Things with the DAGGERS were getting crazier and crazier. We had devolved from a punk band into some sort of violent minstrel show. One night we were playing with our backs to the crowd, chuckling to ourselves at our rapier wit; and next thing you know, Rob is trying in vain (in horrible, painful vain) to break a beer bottle over his own head onstage (I finally snatched out of his hand after about 10 swats. Either that bottle was unusually hard, or Rob's head was; cuz he was really blasting himself, over and over, and the bottle wouldn't break; it was brutal, the crowd screaming in shock after each unsucessful try, I will never forget that awful "GONG!" sound it was making. I finally grabbed the bottle away and shook it at him like a scolding babysitter "What are you doing?!? Are you trying to give yourself a concussion? 'Cause I'm not driving you to the hospital!"). We had a show one night at Fireside and I shoulda known what kind of night it was gonna be when Dan showed up with a black garbage bag in hand that he wouldn't explain.

Dan woulda been perfect for "Jackass". He's funnier, tougher, crazier, and more charming than every one of those guys. I once watched him sweet talk his way out of a red-handed DUI to a female cop, and in his teens he broke both legs jumping a fence while running from the cops, amongst countless other tales. Everyone who knows him has one. He's mad at me right now and hasn't spoken to me for a while, and that's cool. I still love him. He's just that kinda guy.

So, when he walked into the club with a VERY conspicuous black garbage bag in tow, it didn't seem that unusual. Not that it wasn't gonna be BAD, it just wasn't unusual, ya know?

We set up our shit and when Rob asked him about the bag, Dan just chuckled to himself and laid it behind his bass amp. We launched into the set and things started out great. Good crowd, we sounded realtively musically coherent; cool. Maybe we can just play a normal show, get all the way through the set, and leave the stage like a normal band for once.

But it just wasn't meant to be.

About three songs from the end, Dan decided the crowd was losing interest and figured it was time to liven up the joint a bit. He dropped his bass onstage in the middle of a song and while we played on, watching him, as he walked over and grabbed the garbage bag. We all smiled to ourselves, knowing whatever this was, it was gonna be good.

The crowd noticed the bag too, and seemed to surge forward a bit, perhaps expecting free goodies. Bad move.

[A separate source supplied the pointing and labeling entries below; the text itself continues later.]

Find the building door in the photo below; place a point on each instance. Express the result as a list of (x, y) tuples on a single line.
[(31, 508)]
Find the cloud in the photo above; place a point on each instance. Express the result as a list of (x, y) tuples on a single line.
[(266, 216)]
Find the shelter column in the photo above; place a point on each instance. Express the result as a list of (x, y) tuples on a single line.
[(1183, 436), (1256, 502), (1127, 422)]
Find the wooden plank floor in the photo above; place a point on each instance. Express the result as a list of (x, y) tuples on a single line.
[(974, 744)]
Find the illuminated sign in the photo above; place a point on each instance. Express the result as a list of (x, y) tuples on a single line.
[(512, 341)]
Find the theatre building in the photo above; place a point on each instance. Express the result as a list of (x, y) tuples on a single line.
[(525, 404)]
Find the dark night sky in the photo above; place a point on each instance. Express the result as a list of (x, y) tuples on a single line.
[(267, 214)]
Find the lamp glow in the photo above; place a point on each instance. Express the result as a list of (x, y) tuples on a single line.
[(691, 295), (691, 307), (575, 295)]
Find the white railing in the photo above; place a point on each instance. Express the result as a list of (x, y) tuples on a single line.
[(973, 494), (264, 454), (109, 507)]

Dan sauntered up to center stage, holding the bag over his head. You could feel the anticipation in the room. A true showman, he held it up and witha great flourish he ripped off the bag to reveal: a cow's head. Not a cow's SKULL-a cow's HEAD. Eyeballs, nose, the whole nine. It was revolting. He held it up for a second so the crowd could really see what it was, then lofted it deep into the Fireside crowd. People were literally screaming and running for cover as the bovine corpse's head (which had to weigh a good 30 pounds) flew through the air. I watched people dive out of the way as it bounced across the scummy floor. People were throwing it at each other, everyone was screaming, all hell was breaking loose. It flew onto the stage and landed hard on one of my guitar pedals, smashing it with a sluice of dead cow head juice, and I figured that was my cue. We loaded up and walked right out the front door, stepping around the scum trails the cows head was leaving as it was kicked around the floor like a morbid soccer ball by belligerent punks.